Double-hydrophilic block copolymer based micelles have more external hydrophilic behavior which mimics biological fluid, unlike core-shell block copolymers [79, 80]. The first hydrophilic charged block copolymer binds to the chemotherapeutic agent and the second hydrophilic block allows for steric stabilization. Polyamino acid-b-polyethylene oxide copolymers are excellent examples which can bind the oppositely charged species such as drugs (cisplatin and doxorubicin), proteins or peptides, nucleic acids, and lysozymes [81‐84]. Ultrasound sensitive polymer micelle nanoparticles are another modality of drug targeting to tumors by a localized release. These micelles are degraded when subjected to ultrasound into unimers which enhances the cell membrane perturbation [85]. Even a short exposure of 15 to 30 seconds to high-frequency ultrasound leads to a significant increase in the intracellular DOX uptake from pluronic micelles [86].
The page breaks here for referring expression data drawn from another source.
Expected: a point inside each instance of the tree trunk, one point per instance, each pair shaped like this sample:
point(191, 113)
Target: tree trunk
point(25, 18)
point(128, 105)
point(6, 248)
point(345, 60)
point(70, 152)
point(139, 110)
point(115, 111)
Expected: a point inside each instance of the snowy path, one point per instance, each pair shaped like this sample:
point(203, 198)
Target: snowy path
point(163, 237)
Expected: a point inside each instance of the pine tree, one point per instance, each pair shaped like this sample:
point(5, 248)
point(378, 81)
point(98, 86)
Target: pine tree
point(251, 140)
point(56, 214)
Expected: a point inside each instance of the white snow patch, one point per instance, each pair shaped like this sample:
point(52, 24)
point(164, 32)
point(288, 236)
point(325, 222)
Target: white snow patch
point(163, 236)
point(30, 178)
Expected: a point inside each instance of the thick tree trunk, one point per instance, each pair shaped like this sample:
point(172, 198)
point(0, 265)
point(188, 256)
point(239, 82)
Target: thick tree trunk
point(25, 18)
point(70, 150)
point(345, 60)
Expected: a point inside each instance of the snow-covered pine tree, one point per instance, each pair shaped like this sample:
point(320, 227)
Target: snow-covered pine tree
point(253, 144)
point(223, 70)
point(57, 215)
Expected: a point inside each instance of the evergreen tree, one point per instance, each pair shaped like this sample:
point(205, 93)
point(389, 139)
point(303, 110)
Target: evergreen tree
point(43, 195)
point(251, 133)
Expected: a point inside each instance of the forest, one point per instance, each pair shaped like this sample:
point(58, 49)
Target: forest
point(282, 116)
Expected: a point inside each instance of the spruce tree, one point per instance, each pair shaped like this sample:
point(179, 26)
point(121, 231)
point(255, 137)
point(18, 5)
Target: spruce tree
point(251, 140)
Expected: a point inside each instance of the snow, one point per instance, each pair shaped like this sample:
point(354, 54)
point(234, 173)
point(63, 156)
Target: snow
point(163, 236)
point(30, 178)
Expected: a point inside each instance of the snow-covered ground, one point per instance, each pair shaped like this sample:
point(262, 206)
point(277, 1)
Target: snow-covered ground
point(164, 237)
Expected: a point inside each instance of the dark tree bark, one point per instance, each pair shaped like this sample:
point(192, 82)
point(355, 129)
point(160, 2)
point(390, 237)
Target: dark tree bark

Magnetic nanoparticle based micelles act as drug carriers as well as external magnetic field guides in cancer therapy treatments [87]. Developing micelle-magnetic nanoparticles is a promising alternative. Recently, such formulations were developed to gain different biological functions while using only one formulation [88]. These formulations can be applied not only for drug delivery techniques but also magnetic resonance imaging (MRI), visible targeting, magnetically targeted photodynamic therapy, targeted thermo-sensitive chemotherapy, and luminescence/near-infrared/multi-model imaging applications [89‐96]. In this regard, one novel formulation composed of an iron oxide nano-core stabilized with a multi-layer coating could achieve better feasibility in drug delivery, imaging and hyperthermia properties. However, the higher hydrodynamic diameter (> 200 nm) in aqueous medium limits its use in cancer therapeutic applications [97]. Therefore, we have been developing a novel formulation of magnetic nanoparticles composed of iron oxide core that is subsequently coated with β-cyclodextrin (CD) and pluronic F127 polymer (F-127) which possesses anti-cancer drug loading and antibody conjugation features and can be utilized for multi-functional applications (Figure 6). The advantages of this formulation include smaller particle size, relatively lower protein binding, higher drug loading efficiency and enhanced particles uptake in cancer cells without hampering inherent magnetization characteristics.